35. Together

966 130 52
                                    








Banyu tidak bisa memejamkan mata semalaman itu. Karena sakit di wajah, karena sakit di dada.

Mamanya seketika pucat saat melihatnya tadi, sementara papanya tidak banyak berbicara dan memapahnya menuju kamar, membantunya membersihkan memar di wajah. Banyu berkata kepada mereka bahwa ini hanya karena masalah sepele dan dia bisa mengatasinya.

"Maafin Banyu, Pa. Papa nggak usah khawatir," ujar Banyu sebelum Wishnu meninggalkannya sendiri.

     Sepanjang malam dia terjaga dengan gelisah memikirkan kembali kata-kata Brian.

     "Dinda bahagia sama lo, brengsek! Tapi lo nggak pernah sadar itu. Lo cuma mau dia ada buat lo, iya 'kan? Lo nggak pernah sadar gimana takutnya dia kalo akhirnya bukan dia orang yang lo sayang, lo ngerti itu??"

     Apa yang sebenarnya terjadi pada Adinda? Apa yang telah membuatnya berpikir sejauh itu bahwa Banyu akan menyayangi orang lain daripada dirinya? Apa yang membuat Adinda memaksakan jarak di antara mereka?

     Pertanyaan-pertanyaan itu berulang menjejali benak hingga kepalanya serasa mau meledak. Banyu terjaga hingga pagi dan orang pertama yang mengetuk pintu kamarnya adalah Bobby.

"Drun ... turun makan nggak?" tanya si sepupu setelah Banyu membukakan pintu.

"Enggak, Bob. Gue mau langsung balik ke Jakarta sama Pak Dedi."



***




     "Brian!"

     Pemuda itu berdiri di depan pintu pagar rumah Eyang sambil melambaikan tangan sekilas pagi itu. Melangkah turun dari teras, Adinda membuka pintu pagar rendah rumahnya.

     "Dari mana?" tanya Adinda, mengerling pada vespa yang terparkir di depan teras rumah Oma Sukma, tanda bahwa semalam Brian tidak menginap.

     "Dari rumah," jawab Brian. "Mau ngajak kamu jalan-jalan."

     "Ke mana?"

     "Jalan aja."

     Itu masih sangat pagi, tapi Adinda pun menerima ajakan Brian.

      Ternyata Brian mengajaknya untuk sekedar berjalan-jalan di Braga. Setidaknya Adinda merasa terhibur setelah apa yang terjadi kemarin. Dia bersyukur bahwa selalu ada Brian yang menemaninya hingga sejauh ini.

     "Aku pikir semalem Brian nginep di tempat Oma," ujarnya di tengah langkah mereka menyusuri keramaian jalanan tersohor di kota Bandung itu.

     "Enggak kok," jawab Brian, mengulas senyum simpul.

      "Pergi sama Thomas?"

     Pemuda itu menggeleng lalu berhenti, membuat Adinda sedikit memicingkan mata menengadah menatapnya.

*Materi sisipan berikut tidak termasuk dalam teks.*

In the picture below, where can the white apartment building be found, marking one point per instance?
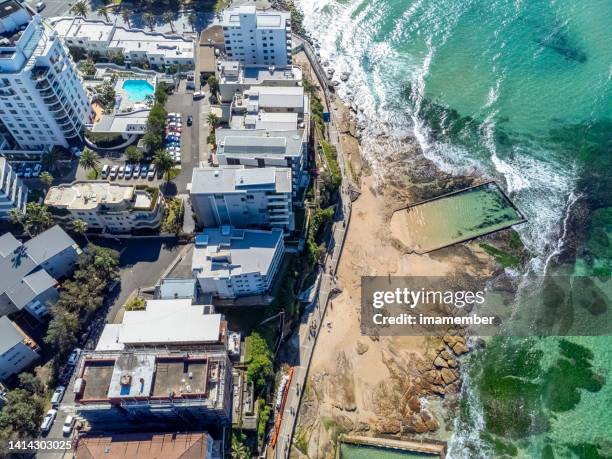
(110, 207)
(13, 192)
(265, 148)
(136, 45)
(257, 37)
(233, 195)
(173, 323)
(230, 262)
(236, 78)
(278, 108)
(42, 101)
(30, 270)
(17, 350)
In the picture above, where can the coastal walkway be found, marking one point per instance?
(315, 312)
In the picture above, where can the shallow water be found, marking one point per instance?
(458, 217)
(522, 92)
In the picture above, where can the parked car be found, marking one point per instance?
(57, 396)
(68, 425)
(73, 358)
(48, 420)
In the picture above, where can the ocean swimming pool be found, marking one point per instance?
(137, 90)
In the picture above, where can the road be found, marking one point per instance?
(142, 262)
(180, 24)
(314, 315)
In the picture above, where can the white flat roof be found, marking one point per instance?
(170, 321)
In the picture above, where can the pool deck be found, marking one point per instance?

Wajah Brian menjadi lebih serius saat menunduk bertentangan tatap dengannya.

     "Semalem aku pergi nemuin Abimanyu."

     Adinda tercekat. "Buat ... apa?"

     Brian melempar pandangan sekilas, menarik napasnya cepat, seakan tidak tahu bagaimana untuk menjawab.

     "Maafin aku, Dinda ... maaf aku udah pukulin dia."